Schechter's books include The More You Watch The Less You Know, Plunder: Investigating Our Economic Calamity and the Subprime Scandal, and his newest and subject of this review, The Crime of Our Time: Was the Economic Collapse "Indeed, Criminal?"
As a form of economic terrorism, indeed so says Schechter and many others. Ellen Brown, author of Web of Debt, writes: Schechter "establishes the crime's elements, identifies the players, and exposes the weapons that have turned free markets into vehicles for mass manipulation and control."
More still, according to former high-level government and Wall Street insider Catherine Austin Fitts in describing a "financial coup d'etat" that includes inflating multiple market bubbles, pump and dump schemes, naked short selling, precious metals price suppression, and active market intervention by Washington and the Fed that lets powerful insiders game the system, commit massive fraud, and be able to transfer trillions of public wealth to themselves, then get open-ended bailouts when the inevitable crisis surfaces.
In his last book, Plunder, Schechter deconstructed one element of the economy's financialization - the outlandish amounts subprime lending, instrumental in inflating the housing bubble and the economic crisis that followed.
The Crime of Our Time is his latest attempt to explain "the financial collapse as a crime story (and) the high status white-collar crooks" who wreak havoc on "the lives of hundreds of millions worldwide." He quotes from author and labor activist Jonathan Tasini in his new book, The Audacity of Greed, saying:
"Over the past quarter century, we have lived through the greatest looting of wealth in human history." While an elite few profited hugely, "the vast majority of citizens have lived through a period of falling wages, disappearing pensions, and dwindling bank accounts, all of which led to the personal debt crisis that lies at the root of the current financial meltdown."
The fallout cost millions of Americans their jobs, homes, savings, and futures, the result of a Washington - Wall Street criminal cabal and their scandalous conspiracy against the US public. In the Crime of Our Time, Schechter, once again, does a superb job explaining it astutely, thoroughly, and clearly.

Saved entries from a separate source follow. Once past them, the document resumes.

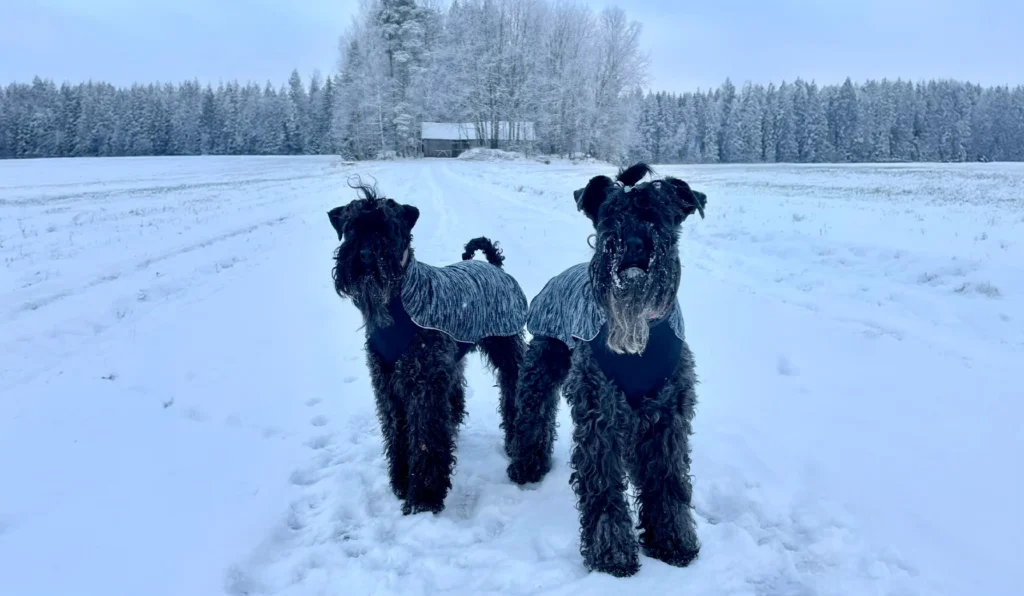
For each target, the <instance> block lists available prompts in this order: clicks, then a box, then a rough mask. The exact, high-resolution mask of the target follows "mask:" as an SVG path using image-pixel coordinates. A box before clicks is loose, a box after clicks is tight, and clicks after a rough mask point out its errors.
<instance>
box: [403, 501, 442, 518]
mask: <svg viewBox="0 0 1024 596" xmlns="http://www.w3.org/2000/svg"><path fill="white" fill-rule="evenodd" d="M441 511H444V504H443V503H419V502H417V503H414V502H412V501H406V502H404V503H402V504H401V514H402V515H416V514H417V513H435V514H436V513H440V512H441Z"/></svg>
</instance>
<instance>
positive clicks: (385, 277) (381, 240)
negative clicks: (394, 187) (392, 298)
mask: <svg viewBox="0 0 1024 596" xmlns="http://www.w3.org/2000/svg"><path fill="white" fill-rule="evenodd" d="M353 187H354V188H356V190H357V191H358V195H359V197H358V198H357V199H356V200H354V201H352V202H351V203H349V204H348V205H344V206H342V207H335V208H334V209H332V210H331V211H328V217H329V218H330V219H331V225H332V226H333V227H334V229H335V231H336V232H337V233H338V241H339V242H341V246H339V247H338V250H337V251H336V252H335V256H334V258H335V265H334V270H333V271H332V274H333V276H334V289H335V291H336V292H337V293H338V295H339V296H341V297H347V298H351V299H352V302H354V303H355V305H356V307H358V309H359V311H360V312H362V316H364V320H365V321H366V323H368V324H371V325H374V326H377V327H387V326H389V325H391V316H390V315H389V314H388V310H387V304H388V302H389V301H390V299H391V297H392V296H393V295H394V293H395V292H398V291H399V290H400V289H401V280H402V276H403V274H404V270H406V265H407V264H409V261H410V259H412V258H413V248H412V244H413V226H415V225H416V221H417V219H419V217H420V211H419V210H418V209H417V208H416V207H413V206H411V205H401V204H399V203H397V202H396V201H393V200H391V199H387V198H385V197H378V196H377V193H376V189H375V188H373V187H371V186H367V185H365V184H361V183H359V184H357V185H355V186H353Z"/></svg>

Introduction - Our Time and Financial Crime
(1) In Wall Street We Trust
Once again, the major media betrayed the public by cheerleading the inflating market bubbles, ignoring the cause and Wall Street/Washington's role, then downplaying the severity of the crisis that has a long way to run. Instead their reasoning goes: "we are all to blame, guilty of greed, over-spending and under-saving," so "when everyone's at fault, no one can be held responsible."
Yet capitalism's internal contradictions make it crisis-prone, unstable, ungovernable, and self-destructive because of its repeated cycles of booms creating bubbles, creating busts, then depressions, and inevitably decay and demise.
Initially, The New Times deflected attention by focusing on human errors like "wild derivatives, sky-high leverage, (and) a subprime surge," but avoided the core issue of white collar crime and Washington's complicity in it. When it was too late to matter, columnists like Bob Herbert wrote about financial "malefactors" who walk away "with a suspended sentence, and can't wait to get back to their nefarious activities." Where were they when it mattered most?
Still today, the corporate media ignores the crime scene, instead calling criminal bankers "egotistical jerk(s) as trapped as anyone" in their own mess, as much victims as their prey.